OTTAWA, Ont. — There’s good news from Ottawa for truckers concerned about the impact of the high Canadian dollar on transborder shipment volumes.
Export growth to the US market can co-exist with a high Canadian dollar, according to Stephen Poloz, a leading authority on export trends with Export Development Canada.
It is common belief that the rise in the Canadian dollar boosts the price of Canada’s exports, causing foreigners to buy less of them, and profitability quite naturally is eroded. But the problem with this analysis is its assumption that companies price their export sales in Canadian dollars, which is not that common, explains Poloz, senior vice president and chief economist with Export Development Canada. The majority of exporters price their wares in U.S. dollars, which means that a rise in the Canadian dollar has no impact on the foreign buyer at all its effects are mostly internal to the Canadian company.
"What this means is that exports can actually rise after the dollar rises (as we are now seeing), but each sale priced in U.S. dollars yields fewer Canadian dollars (less profit) than before," Poloz says.
The impact of the higher Canadian dollar on manufacturers has been widespread, but varied by sector. For example, the wood and paper sector saw a profit margin of 7% in 2001 and 5% in 2002, but it fell to 2% in the second quarter of 2003.
"The good news is that profit margins have begun to recover in most manufacturing sectors," Poloz says.
Margins in the wood and paper sector have recovered to 5.8% in 2004Q1, the latest data. Similarly, producers of alcoholic beverages and tobacco have seen margins rise from 20.6% to 25.8%. Margins bottomed in 2003Q3 for most others, with big recoveries in food and beverages (4.9% to 5.9%), printing (5.1% to 7.4%), primary metals (3.2% to 5.1%), electronics (minus 0.2% to plus 3.2%), motor vehicles (minus 1% to plus 2%) and motor vehicle parts (5.8% to 7.7%).
For some other sectors the stress continued into the fourth quarter, but margins have recently come back more or less into line with historical performance. Examples include petroleum and coal; chemicals, plastics and rubber; non-metallic minerals; and fabricated metals.

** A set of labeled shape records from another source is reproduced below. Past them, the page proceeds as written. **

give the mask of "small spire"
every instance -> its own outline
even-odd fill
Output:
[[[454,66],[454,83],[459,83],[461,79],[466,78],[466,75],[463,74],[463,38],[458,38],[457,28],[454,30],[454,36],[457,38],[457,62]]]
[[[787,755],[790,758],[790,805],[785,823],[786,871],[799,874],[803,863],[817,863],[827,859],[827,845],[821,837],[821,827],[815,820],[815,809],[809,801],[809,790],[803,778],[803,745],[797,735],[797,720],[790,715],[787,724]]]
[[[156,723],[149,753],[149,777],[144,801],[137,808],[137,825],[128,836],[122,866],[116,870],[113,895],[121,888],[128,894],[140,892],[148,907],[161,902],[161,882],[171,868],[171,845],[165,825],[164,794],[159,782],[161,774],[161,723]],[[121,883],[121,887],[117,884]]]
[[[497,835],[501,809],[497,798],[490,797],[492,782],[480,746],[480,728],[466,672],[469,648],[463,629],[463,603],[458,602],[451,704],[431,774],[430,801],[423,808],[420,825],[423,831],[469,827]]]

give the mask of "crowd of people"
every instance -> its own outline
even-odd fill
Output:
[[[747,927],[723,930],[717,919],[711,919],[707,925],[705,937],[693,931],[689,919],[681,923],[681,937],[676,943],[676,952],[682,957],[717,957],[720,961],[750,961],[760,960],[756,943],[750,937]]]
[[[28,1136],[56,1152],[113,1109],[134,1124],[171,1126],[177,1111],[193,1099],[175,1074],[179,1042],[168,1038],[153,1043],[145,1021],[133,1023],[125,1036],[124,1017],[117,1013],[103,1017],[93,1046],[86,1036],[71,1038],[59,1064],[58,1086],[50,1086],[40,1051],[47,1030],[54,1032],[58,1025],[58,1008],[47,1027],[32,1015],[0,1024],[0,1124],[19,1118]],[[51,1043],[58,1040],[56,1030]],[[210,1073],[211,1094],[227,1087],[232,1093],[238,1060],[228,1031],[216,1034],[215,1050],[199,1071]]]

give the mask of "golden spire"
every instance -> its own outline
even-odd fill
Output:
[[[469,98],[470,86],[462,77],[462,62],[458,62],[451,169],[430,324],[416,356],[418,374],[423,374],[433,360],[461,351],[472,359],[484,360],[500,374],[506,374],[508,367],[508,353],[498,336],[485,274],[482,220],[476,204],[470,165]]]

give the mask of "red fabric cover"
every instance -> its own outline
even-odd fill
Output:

There has also been a modest profit recovery in furniture, but margins remain low at 5%. And there has been no meaningful profit recovery in clothing, textiles and leather (3.4%) or electrical components and appliances (2.7%), where international competition is probably the toughest.
Profitability is being restored in various ways, Poloz points out. Investment in new equipment is booming imports of these items are up 20% over last year. But the most important effect has been through increased production.
"Companies can boost their efficiency and productivity simply by increasing production, especially if they do so without adding staff and employment in manufacturing has barely risen in the past year, which means that productivity has gone up significantly," Poloz said. . However, he also points out that capacity utilization data show that operating levels are still quite low in the textiles, clothing, leather, electrical appliances and furniture sectors where profit stresses are still the greatest.
"The bottom line? Profit margins are expanding again, almost across the board, largely as a result of the emerging export recovery. With the world economy expected to continue to grow into 2005, the profit recovery should continue, and hopefully broaden into those sectors still under stress," Poloz concludes.